"Something Is Very Wrong With The Global Economy": Richest 1% Made 82% Of Global Wealth In 2017

It is appropriate that as the world's richest and most popular and influential celebrities, thought leaders, economists, pundits and politicians sit down in Davos this week to discuss such topics as wealth inequality and populism, that the global charity Oxfam released its latest annual study which found that global inequality is not only worsening, but 2017 may have been the worst year ever for the split between rich and poor.

There are now 2,043 billionaires worldwide, according to the report titled “Reward Work, Not Wealth."

"The billionaire boom is not a sign of a thriving economy but a symptom of a failing economic system," Oxfam executive director Winnie Byanyima said in a statement.

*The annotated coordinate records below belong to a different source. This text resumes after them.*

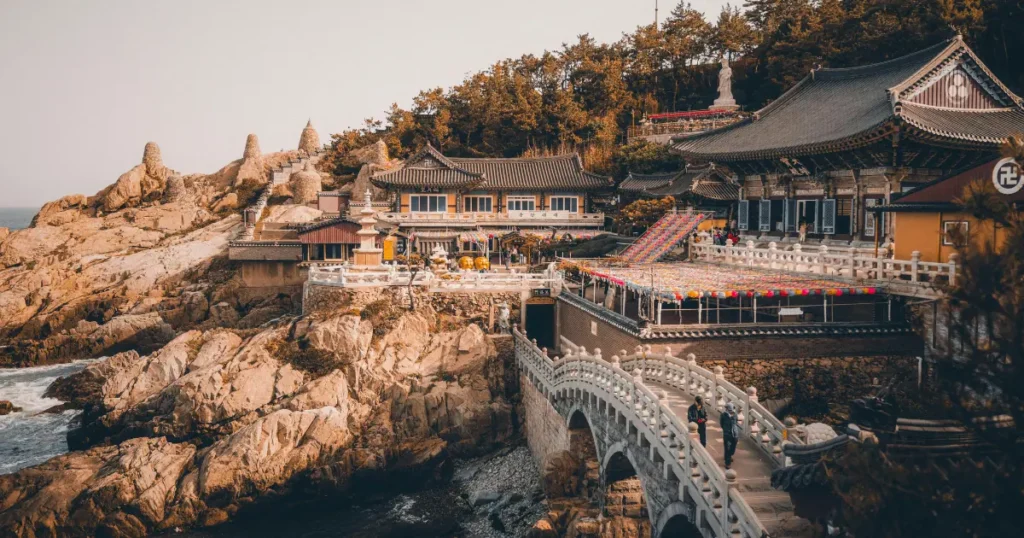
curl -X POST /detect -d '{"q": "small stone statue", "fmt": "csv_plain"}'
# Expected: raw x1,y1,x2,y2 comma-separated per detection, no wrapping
711,55,739,111
498,301,512,334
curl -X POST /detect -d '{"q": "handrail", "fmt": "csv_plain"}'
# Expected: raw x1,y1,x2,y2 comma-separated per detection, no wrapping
512,328,784,538
690,241,956,286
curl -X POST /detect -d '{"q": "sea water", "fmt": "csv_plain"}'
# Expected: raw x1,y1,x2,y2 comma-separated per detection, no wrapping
0,361,91,474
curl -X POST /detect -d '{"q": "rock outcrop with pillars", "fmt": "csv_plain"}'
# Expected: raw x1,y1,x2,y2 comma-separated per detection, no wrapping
102,142,169,211
234,134,266,185
299,120,321,155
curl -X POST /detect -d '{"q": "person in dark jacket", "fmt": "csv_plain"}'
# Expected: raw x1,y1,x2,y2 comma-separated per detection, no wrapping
686,397,708,447
719,402,739,469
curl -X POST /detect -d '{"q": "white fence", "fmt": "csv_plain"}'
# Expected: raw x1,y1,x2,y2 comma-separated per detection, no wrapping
377,210,604,225
308,264,562,295
513,329,796,538
690,241,956,285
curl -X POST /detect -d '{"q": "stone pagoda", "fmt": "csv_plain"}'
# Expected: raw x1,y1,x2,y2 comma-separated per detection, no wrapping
353,189,384,266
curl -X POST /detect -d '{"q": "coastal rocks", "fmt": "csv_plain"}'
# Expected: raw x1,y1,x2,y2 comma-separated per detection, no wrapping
299,120,321,155
0,400,22,416
0,290,520,538
289,161,323,204
100,142,168,211
31,195,89,226
0,439,196,537
198,407,350,499
234,134,266,187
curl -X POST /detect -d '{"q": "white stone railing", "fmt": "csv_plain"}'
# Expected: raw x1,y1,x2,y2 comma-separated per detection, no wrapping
377,210,604,225
513,328,784,538
307,263,562,296
690,241,956,285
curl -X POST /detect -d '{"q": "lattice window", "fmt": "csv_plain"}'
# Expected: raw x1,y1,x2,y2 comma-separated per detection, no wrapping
821,200,836,234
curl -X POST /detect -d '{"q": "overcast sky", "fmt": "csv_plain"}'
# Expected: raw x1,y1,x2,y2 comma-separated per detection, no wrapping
0,0,725,207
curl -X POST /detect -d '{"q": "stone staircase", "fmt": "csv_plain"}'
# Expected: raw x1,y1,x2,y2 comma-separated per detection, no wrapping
622,211,705,263
660,379,816,538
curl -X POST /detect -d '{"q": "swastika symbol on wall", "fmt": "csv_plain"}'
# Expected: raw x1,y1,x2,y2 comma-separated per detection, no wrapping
992,159,1024,195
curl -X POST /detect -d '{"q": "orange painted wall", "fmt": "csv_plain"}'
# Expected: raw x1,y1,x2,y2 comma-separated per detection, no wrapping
891,212,1007,262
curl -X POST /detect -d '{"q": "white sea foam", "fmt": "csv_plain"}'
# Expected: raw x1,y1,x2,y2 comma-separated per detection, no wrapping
0,361,92,474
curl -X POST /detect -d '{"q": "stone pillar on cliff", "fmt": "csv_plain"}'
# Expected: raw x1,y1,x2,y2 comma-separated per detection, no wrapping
355,189,384,266
299,120,321,155
710,56,739,112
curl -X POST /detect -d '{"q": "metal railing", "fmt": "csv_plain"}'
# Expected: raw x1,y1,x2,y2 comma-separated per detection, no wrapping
513,328,786,538
690,241,956,285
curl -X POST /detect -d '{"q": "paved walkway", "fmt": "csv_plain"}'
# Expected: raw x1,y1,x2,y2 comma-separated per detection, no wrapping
650,382,813,537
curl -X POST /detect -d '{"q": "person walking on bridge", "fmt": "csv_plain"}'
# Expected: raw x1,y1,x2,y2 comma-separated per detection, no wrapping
686,396,708,447
719,402,739,469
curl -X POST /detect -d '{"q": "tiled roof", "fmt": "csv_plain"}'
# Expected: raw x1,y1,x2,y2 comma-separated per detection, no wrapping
450,153,612,191
371,144,612,192
673,38,1024,162
900,104,1024,144
618,171,681,193
370,143,484,189
643,165,739,200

In addition to finding that the world’s richest 42 people own the same amount of wealth as the poorest 50% of people worldwide, a number that is fast approaching 4 billion, the report also showed that 2017 saw the biggest increase in the number of billionaires in history, with new ones created at a rate of one every two days. Their  wealth has increased by 13% a year on average in the decade from 2006 to 2015.

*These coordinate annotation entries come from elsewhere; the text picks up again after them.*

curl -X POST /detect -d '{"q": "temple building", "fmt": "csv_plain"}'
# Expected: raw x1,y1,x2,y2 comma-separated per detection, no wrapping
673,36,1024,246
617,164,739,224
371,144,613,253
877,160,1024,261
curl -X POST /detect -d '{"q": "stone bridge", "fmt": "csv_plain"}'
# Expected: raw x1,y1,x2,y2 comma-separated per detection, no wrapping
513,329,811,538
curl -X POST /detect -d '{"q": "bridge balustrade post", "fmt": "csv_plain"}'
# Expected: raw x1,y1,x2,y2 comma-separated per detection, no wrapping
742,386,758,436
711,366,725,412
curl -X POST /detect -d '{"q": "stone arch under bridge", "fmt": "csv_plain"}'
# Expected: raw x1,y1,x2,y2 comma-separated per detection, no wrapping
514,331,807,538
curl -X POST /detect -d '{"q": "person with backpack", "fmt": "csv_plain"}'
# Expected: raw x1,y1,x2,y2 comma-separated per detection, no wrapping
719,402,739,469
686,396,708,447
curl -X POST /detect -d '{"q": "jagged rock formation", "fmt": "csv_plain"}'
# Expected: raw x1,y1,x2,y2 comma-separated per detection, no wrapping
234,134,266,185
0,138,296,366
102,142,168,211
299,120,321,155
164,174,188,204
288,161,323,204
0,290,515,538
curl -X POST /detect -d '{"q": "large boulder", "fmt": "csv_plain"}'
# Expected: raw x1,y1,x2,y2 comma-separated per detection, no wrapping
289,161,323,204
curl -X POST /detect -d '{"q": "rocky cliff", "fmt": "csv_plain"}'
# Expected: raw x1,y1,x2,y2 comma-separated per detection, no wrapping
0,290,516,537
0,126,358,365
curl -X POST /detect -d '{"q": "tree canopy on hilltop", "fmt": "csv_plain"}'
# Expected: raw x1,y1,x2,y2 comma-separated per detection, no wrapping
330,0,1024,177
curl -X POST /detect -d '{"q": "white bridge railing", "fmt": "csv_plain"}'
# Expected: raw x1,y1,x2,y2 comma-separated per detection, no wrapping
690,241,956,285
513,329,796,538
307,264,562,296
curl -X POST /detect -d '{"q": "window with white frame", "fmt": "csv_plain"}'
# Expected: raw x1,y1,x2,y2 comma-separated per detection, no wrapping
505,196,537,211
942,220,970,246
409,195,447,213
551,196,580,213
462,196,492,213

In other words, in 2017 the world's richest one % raked in 82% of the wealth created last year while the poorest half of the population received none, Oxfam said just hours before the world's elite prepared to mingle at the World Economic Forum in Davos and pretend to care about the plight of the world's poor.


Just as concerning - if only in theory - to the fake warriors for wealth and income equality in Davos, is that the three richest Americans have the same amount of wealth as the poorest half of the U.S. population. Bill Gates, Jeff Bezos and Warren Buffett are the three Americans whose combined wealth matches that of the poorest 160 million Americans — about $250 billion.

Among the other findings: the wealth of the super-rich increased by $762 billion in just 12 months to March 2017 which is enough to end extreme poverty seven times over. Nine out of 10 of the world's 2,043 billionaires were men.

Separately, chief executives of the top five global fashion brands made in just four days what garment workers in Bangladesh earn over a lifetime.

"The people who make our clothes, assemble our phones and grow our food are being exploited to ensure a steady supply of cheap goods, and swell the profits of corporations and billionaire investors,"said Byanyima.


According to Mark Goldring, chief executive of Oxfam, the statistics signal that “something is very wrong with the global economy.”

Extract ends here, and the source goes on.